Scholz „merkelt“ in Brüssel
Bei der Premiere von Olaf Scholz beim EU-Gipfel zeigt sich der neue Bundeskanzler unauffällig. Kein Glanz. Aber auch kein Fauxpas. Scholz "merkelt".
Es war bereits 1 Uhr, als Bundeskanzler Olaf Scholz und Frankreichs Präsident Emmanuel Macron in der Nacht zum Freitag ihre Pressekonferenz mit einem freundschaftlichen Faustgruß beendeten. Vorangegangen war ein fast 14-stündiger Verhandlungsmarathon, in dem zwar alle Krisen auf den Tisch kamen, die 27 Staats- und Regierungschefs aber kaum mit neuen Lösungen aufwarteten.
Corona, Energiepreise, Russlands Gebaren nahe der Grenze zur Ukraine, Migration, Belarus, Sicherheitspolitik – die Themen lasen sich wie eine Europa-Lehrstunde für den Newcomer Scholz. Der wiederum vertrat bescheiden und zurückhaltend das größte Mitgliedsland. Eine Art, die die Partner schätzen angesichts des Gewichts, das Deutschland ohnehin schon aufgrund seiner Größe und Wirtschaftskraft hat. Und bei den Streitfragen blieb der Kanzler so unkonkret, wie man es von dem SPD-Politiker kennt.
Scholz "merkelt" und Macron prescht voran
„Scholz merkelt“, meinte ein Beobachter. Andere lobten den leisen Auftritt. Kein Glanz. Aber auch kein Fauxpas. Kein Fehlstart. Bei ihrer letzten Teilnahme in der Runde war Angela Merkel fast überschwänglich verabschiedet worden. Ratspräsident Charles Michel etwa meinte, ein Gipfel ohne Merkel sei „wie Paris ohne den Eiffelturm“. Große Fußstapfen für Scholz. Würde der Kanzler wie seine Vorgängerin eine Führungsrolle anstreben? Vorerst scheint er daran kein Interesse zu haben. Dafür prescht Macron nach vorn.

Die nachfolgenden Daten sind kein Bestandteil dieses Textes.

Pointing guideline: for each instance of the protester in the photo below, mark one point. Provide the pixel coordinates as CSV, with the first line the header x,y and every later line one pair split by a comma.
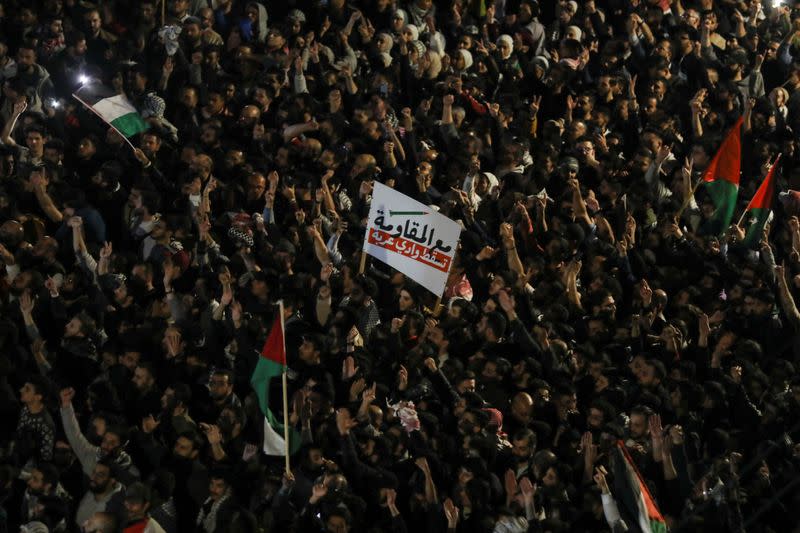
x,y
611,331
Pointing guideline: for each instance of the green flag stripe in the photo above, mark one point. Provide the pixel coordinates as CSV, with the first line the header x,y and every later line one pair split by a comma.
x,y
265,370
130,124
758,220
723,194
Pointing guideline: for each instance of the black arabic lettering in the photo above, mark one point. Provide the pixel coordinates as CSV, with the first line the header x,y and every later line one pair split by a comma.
x,y
379,222
439,246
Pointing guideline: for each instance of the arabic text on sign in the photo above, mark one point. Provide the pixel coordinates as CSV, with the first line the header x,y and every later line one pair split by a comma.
x,y
428,256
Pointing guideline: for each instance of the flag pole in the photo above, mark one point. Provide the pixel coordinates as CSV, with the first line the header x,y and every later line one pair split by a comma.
x,y
437,307
741,218
688,199
113,127
285,397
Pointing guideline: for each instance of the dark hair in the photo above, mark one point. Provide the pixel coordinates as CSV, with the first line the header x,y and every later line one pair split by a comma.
x,y
526,434
49,472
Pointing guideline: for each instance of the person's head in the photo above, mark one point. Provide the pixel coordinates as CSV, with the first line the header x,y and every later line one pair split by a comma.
x,y
217,485
35,139
43,479
220,384
638,423
249,116
522,407
137,501
191,29
101,522
151,143
80,326
26,56
523,445
93,21
176,398
180,8
143,377
34,392
215,102
187,446
102,477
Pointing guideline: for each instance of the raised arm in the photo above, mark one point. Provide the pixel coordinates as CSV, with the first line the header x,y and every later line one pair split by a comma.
x,y
786,298
81,446
44,199
19,108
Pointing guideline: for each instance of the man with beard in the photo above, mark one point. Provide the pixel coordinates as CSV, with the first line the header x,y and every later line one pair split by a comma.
x,y
35,429
361,298
76,357
98,40
220,389
225,438
105,493
138,499
147,400
175,408
34,77
69,63
44,499
111,447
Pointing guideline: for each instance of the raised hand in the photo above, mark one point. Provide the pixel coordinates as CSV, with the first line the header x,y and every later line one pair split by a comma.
x,y
451,513
402,379
149,424
26,303
510,484
66,396
527,489
344,422
600,479
349,368
356,388
318,492
368,396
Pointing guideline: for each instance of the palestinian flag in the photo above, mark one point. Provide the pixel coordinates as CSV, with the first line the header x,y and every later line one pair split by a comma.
x,y
113,108
635,503
760,207
721,179
272,364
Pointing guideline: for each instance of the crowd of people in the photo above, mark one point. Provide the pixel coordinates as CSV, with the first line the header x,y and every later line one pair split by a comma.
x,y
592,303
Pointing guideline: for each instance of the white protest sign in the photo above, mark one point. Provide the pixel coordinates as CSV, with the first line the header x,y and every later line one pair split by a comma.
x,y
411,237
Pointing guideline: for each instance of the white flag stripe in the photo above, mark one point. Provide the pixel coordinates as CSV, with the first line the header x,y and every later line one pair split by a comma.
x,y
113,108
273,443
411,237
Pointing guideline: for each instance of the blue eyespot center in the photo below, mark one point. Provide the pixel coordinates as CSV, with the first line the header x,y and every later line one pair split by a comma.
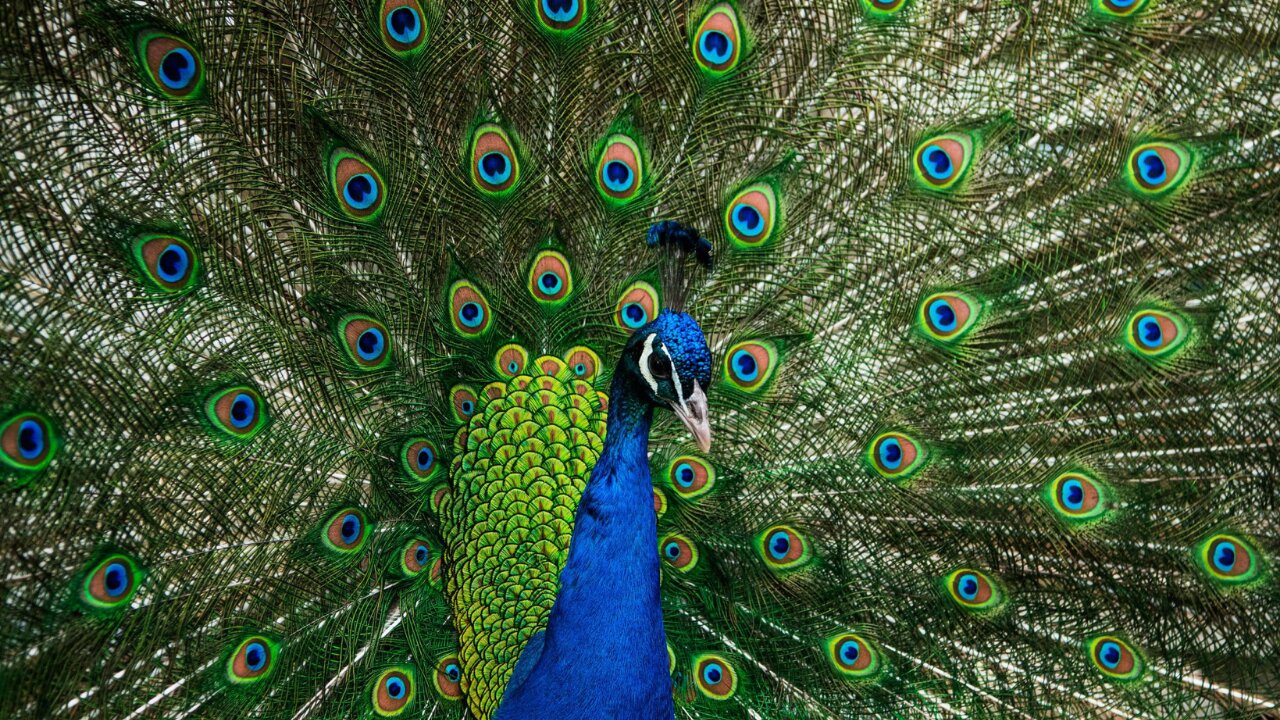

Den Staffelstab von Merkel will er übernehmen, der sich gerne in der Chefrolle sonnt. Und der nun, mit der im Januar beginnenden französischen Ratspräsidentschaft im Rücken, in die Offensive geht.
Paris hat hohe Erwartungen an Olaf Scholz
Im April will er als Staatspräsident wiedergewählt werden. Zu den Wahlkampfthemen gehört Europa, was viele in Brüssel bereits zum Stöhnen bringt. Macron will als Taktgeber die europäische Agenda setzen – und baut so auch in Berlin Druck auf. Schon einmal brachte Deutschland seine Pläne durcheinander, das soll nicht wieder passieren. Vor vier Jahren plante Macron voller Tatendrang den Aufbruch der EU, um dann monatelang auf den wichtigsten Nachbarn zu warten. Dort wurde erst gewählt, dann zogen sich die Koalitionsgespräche monatelang hin. Das Momentum Macrons war dahin.
Umso größer sind in Paris nun die Erwartungen an Scholz. Die deutsch-französischen Beziehungen sollen noch enger werden, die Achse noch stärker. Dieses Ziel signalisierten die beiden Politiker, als sie Seite an Seite zur Pressekonferenz erschienen. Bereits mit dem Ausklang der Merkel-Ära begann der deutsche Einfluss zu sinken, und das nicht nur, weil immer häufiger auch kleine EU-Länder en bloc rebellieren. Insbesondere die Achse Frankreich-Italien wird zunehmend bedeutend, was viel mit Ministerpräsident Mario Draghi zusammenhängt, der sich als erfolgreicher Krisenmanager profiliert hat. Er dürfte zu jenen gehören, die nicht allzu glücklich darüber sind, dass Scholz und Macron zum Abschluss des Gipfel-Debüts des Kanzlers gemeinsam Bilanz gezogen haben.